Все, даже лейтенант, начинают смотреть в одну сторону – на запад. А за другими секторами кто следить будет? Приходится распределить наблюдателей волевым порядком. Скорость понемногу увеличивается, но когда все почти расслабились, раздается истошное:
– Во-озду-ух!!!
Черные точки в небе стремительно растут в размерах. У нас всего секунд двадцать, развернуть орудие не успеем.
– Ложи-и-ись!
Я прыгаю из кузова последним, проследив, чтобы все убрались из трактора. Возле кабины топчется Олечка, не хочется ей ложиться в грязный кювет. Черные точки уже обрели крылья и стабилизаторы. Сто десятые «мессершмитты» заходили на дорогу с пологого пикирования. Олечка получила подножку и полетела в грязь придорожного кювета, я тут же плюхнулся рядом.
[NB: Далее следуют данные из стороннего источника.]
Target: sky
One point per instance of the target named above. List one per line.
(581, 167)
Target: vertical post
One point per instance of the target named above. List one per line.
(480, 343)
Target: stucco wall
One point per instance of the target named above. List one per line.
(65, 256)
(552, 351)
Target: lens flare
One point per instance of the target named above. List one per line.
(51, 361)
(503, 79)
– Лежи, дура! Жить надоело?!
Чисто по-женски она попыталась приподняться с грязной земли, но замерла, придавленная моей рукой. Та-та-та-та, та-та-та-та, та-та-та-та, стучат пушечные очереди, бах, бах, бах, бах, рвутся бомбы. И опять. Та-та-та-та, та-та-та-та, бах, бах, бах, бах. Малокалиберные бомбы взрываются как-то негромко и совсем не страшно. Цель для своей атаки немецкие летчики выбрали в нескольких сотнях метров от нас. После взрыва последней бомбы лежащие в кювете зашевелились, но я прикрываю их активность.
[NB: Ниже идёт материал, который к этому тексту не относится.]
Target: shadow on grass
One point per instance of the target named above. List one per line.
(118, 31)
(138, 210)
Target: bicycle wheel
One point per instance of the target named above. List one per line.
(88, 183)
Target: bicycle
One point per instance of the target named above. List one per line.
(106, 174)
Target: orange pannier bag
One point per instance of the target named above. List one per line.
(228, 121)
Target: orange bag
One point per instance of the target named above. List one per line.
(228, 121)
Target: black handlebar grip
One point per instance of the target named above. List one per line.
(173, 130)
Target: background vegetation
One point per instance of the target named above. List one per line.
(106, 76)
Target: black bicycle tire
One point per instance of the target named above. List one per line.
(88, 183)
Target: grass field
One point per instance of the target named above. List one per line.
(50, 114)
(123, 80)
– Лежать, не шевелиться, могут на второй заход пойти.
Лежим еще пару минут, но постепенно становится ясно, что второго захода не будет – «мессеры» улетели.
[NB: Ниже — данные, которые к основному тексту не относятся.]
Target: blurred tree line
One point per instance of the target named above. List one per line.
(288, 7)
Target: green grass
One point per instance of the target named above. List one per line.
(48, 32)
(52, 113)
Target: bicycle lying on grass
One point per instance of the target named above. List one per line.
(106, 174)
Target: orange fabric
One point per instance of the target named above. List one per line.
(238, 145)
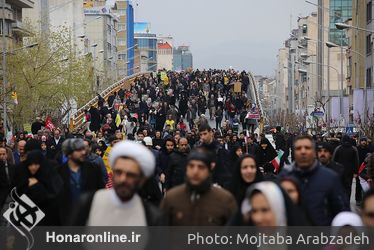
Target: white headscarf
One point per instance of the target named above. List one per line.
(273, 195)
– Зря только в грязи испачкалась.
Олечка пытается очистить от грязи свою щегольскую шинель.
– Грязь – не кровь, ее всегда отстирать можно.
Поделившись солдатской мудростью, Сан Саныч также начинает чистить свою шинель, я тоже присоединяюсь к ним. Теперь встали надолго – бомбы разрушили дорожное полотно.
– Петрович, сможем объехать? Или подождем?
Механик-водитель ковыряет сырой, вязкий чернозем придорожного поля и отрицательно качает головой, лучше не рисковать. Минут через десять мимо нас по встречной полосе пронеслись две полуторки с ранеными. Еще минут через двадцать началось движение по дороге. СТЗ проезжает мимо нескольких трупов, коротким рядом лежащих на обочине. Красноармейцы лопатами углубляют и подравнивают воронку от немецкой бомбы – будущую могилу для тех, кому сегодня не повезло. Возможно, что кто-то из них тоже долго раздумывал, что лучше, кровь или грязь? Летчик «мессершмитта» сделал выбор за них. Наши головы постоянно задраны вверх, но новых налетов не последовало, а скоро совсем стемнело.